My relatives have contributed to New Zealand, Canada and many other places. Other people have helped our country—I gave the example of Pawel Kochanowicz from Poland. The hon. Gentleman’s colleague, Luke Graham, made a more sensible intervention earlier when he said that the problem was a lack of resources. We need dynamic resource allocation to make sure that when populations grow, we get more housing, schools and hospitals, rather than people being blamed. As one of my hon. Friends said to me earlier, those people should be seen as strivers and as aspirational, but when the Home Office get hold of the situation, they are seen as a problem. There is no need for that.

Indeed, the Home Secretary himself conceded that the people who came here under free movement were good—that the students were good and everything was good. They were helping our economy. They were paying more tax than they were taking out. The Government are actually better off having people from other countries here paying more in, because people from this country tend to take out more than we put in. That is why the UK has had a deficit since 2001—a black hole. It has not paid its own way in all those years.

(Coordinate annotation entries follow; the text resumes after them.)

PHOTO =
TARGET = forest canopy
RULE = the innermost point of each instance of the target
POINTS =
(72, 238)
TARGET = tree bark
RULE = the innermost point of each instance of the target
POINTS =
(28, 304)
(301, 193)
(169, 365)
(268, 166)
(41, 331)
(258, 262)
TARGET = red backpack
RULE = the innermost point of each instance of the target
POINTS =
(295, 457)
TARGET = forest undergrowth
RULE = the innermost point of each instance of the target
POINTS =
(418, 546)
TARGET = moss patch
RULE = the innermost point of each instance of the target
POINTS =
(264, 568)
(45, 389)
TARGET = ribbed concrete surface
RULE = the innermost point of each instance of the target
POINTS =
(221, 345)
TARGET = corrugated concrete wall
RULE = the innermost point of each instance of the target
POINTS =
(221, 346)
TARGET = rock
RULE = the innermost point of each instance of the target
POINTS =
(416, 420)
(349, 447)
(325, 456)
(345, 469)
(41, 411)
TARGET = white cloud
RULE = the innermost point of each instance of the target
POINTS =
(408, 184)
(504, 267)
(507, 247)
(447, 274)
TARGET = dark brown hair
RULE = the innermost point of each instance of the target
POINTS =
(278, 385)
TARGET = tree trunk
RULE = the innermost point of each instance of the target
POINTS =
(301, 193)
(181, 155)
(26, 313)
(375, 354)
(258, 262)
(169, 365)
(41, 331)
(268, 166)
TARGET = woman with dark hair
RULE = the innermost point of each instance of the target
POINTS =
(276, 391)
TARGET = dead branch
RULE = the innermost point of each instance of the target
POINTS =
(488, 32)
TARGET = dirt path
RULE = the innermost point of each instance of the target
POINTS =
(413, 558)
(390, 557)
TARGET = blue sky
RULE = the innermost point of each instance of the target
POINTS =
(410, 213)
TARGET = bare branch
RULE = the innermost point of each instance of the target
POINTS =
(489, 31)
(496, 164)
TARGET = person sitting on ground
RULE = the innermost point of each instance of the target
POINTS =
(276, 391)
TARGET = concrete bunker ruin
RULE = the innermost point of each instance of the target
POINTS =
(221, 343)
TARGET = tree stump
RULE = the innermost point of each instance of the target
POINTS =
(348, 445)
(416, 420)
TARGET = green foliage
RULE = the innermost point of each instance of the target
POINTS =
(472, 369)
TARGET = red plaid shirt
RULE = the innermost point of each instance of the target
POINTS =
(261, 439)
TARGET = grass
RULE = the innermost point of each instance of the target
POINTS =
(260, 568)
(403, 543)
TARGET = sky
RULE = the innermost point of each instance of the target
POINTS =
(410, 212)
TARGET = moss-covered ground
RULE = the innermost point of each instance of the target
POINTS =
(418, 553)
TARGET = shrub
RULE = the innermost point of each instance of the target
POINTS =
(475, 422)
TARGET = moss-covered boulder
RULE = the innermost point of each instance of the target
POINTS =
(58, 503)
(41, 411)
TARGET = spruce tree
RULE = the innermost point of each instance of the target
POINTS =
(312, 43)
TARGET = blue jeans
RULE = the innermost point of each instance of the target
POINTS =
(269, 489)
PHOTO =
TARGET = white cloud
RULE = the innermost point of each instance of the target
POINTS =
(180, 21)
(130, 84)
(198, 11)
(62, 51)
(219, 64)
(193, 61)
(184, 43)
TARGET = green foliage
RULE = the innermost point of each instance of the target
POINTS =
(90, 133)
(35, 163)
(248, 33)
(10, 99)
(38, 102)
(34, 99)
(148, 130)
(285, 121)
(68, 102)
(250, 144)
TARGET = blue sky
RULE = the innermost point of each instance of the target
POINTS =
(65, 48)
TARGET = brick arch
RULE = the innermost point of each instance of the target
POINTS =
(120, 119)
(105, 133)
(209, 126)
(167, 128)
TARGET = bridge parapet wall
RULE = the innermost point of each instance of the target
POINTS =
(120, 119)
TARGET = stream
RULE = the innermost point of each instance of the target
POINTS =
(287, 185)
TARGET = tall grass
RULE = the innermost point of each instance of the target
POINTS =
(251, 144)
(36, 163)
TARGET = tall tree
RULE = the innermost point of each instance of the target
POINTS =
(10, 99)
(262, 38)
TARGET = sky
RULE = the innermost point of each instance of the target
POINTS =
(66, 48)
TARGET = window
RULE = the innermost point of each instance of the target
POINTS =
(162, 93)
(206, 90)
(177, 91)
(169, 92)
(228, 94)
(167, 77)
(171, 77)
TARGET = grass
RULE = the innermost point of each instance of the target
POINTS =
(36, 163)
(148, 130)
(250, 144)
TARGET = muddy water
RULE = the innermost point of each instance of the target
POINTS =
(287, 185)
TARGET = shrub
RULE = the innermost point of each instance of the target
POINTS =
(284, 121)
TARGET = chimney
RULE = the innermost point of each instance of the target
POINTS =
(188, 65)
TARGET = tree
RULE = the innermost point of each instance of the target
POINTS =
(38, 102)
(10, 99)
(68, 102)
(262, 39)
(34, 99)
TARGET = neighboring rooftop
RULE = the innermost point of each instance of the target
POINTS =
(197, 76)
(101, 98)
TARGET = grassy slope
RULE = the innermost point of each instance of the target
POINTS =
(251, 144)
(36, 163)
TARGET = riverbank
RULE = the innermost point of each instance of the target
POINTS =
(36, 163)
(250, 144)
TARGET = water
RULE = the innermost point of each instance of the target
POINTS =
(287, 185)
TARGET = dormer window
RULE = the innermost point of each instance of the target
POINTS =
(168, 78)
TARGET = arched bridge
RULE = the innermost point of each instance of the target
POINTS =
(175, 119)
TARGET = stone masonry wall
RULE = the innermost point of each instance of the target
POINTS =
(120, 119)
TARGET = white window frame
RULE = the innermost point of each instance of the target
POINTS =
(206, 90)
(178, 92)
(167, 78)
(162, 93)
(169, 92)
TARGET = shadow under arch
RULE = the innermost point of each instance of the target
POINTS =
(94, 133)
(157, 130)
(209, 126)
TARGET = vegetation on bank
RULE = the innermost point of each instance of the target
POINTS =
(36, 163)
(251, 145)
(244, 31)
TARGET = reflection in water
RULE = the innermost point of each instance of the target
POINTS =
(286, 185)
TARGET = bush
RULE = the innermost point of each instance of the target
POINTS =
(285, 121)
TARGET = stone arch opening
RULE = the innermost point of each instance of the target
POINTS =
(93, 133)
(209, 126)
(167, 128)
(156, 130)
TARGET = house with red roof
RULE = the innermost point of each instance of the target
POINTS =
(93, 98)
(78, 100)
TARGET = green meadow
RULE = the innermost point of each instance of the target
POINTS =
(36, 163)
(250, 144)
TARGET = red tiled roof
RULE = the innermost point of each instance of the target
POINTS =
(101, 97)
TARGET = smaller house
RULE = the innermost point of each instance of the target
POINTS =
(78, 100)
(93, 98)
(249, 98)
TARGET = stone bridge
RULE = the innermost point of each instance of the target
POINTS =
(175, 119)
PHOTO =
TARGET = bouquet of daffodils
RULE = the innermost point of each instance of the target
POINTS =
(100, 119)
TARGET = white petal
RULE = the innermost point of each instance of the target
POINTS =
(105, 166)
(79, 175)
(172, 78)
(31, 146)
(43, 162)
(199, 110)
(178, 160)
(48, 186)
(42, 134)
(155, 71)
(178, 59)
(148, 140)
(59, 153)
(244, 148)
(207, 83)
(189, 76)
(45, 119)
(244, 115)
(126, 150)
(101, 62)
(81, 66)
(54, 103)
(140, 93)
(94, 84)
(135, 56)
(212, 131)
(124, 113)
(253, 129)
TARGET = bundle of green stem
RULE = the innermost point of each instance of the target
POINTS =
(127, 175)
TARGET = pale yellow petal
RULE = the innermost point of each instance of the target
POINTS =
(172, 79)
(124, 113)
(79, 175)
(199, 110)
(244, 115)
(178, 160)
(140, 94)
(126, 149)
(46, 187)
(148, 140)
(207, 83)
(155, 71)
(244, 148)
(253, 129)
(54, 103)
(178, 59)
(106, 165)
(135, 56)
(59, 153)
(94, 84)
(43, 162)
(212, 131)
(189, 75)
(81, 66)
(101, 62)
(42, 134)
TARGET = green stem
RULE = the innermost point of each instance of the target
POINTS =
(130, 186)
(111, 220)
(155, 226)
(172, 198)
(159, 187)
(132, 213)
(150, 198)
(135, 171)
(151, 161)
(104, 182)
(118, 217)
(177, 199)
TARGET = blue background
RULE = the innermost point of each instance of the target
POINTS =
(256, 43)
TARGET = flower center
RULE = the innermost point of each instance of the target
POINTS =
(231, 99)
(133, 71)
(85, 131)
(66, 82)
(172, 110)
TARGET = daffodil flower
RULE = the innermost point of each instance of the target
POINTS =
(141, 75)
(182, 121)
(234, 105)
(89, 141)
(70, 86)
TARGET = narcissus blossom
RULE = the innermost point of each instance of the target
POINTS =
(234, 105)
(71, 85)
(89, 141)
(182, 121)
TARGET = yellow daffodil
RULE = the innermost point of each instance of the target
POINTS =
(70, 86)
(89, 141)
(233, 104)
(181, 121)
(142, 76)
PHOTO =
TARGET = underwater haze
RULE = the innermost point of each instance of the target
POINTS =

My hon. Friend Stewart Malcolm McDonald suggested that we should perhaps take responsibility for migration away from the Home Office and give it to the Treasury, because then we might get some of the sense and logic that the hon. Member for Saffron Walden talked about in her speech. She is in no danger of promotion in the Tory party if she keeps talking about sense and logic, but she can take her own risks. We need to see this happen. An Immigration Minister said to me, “But we have the manifesto commitment on the one hand and the economy on the other.” I will spare that Minister’s blushes, but we know what Bill Clinton said about the economy. It is important that we look after the economy, and daft, voodoo-based Conservative election promises should be thrown in the bin with all the rest of the voodoo thinking that we have seen from the Home Office and the Government on something that is an opportunity. Migration is an opportunity, and the Bill should be an opportunity to do things, not to stop things.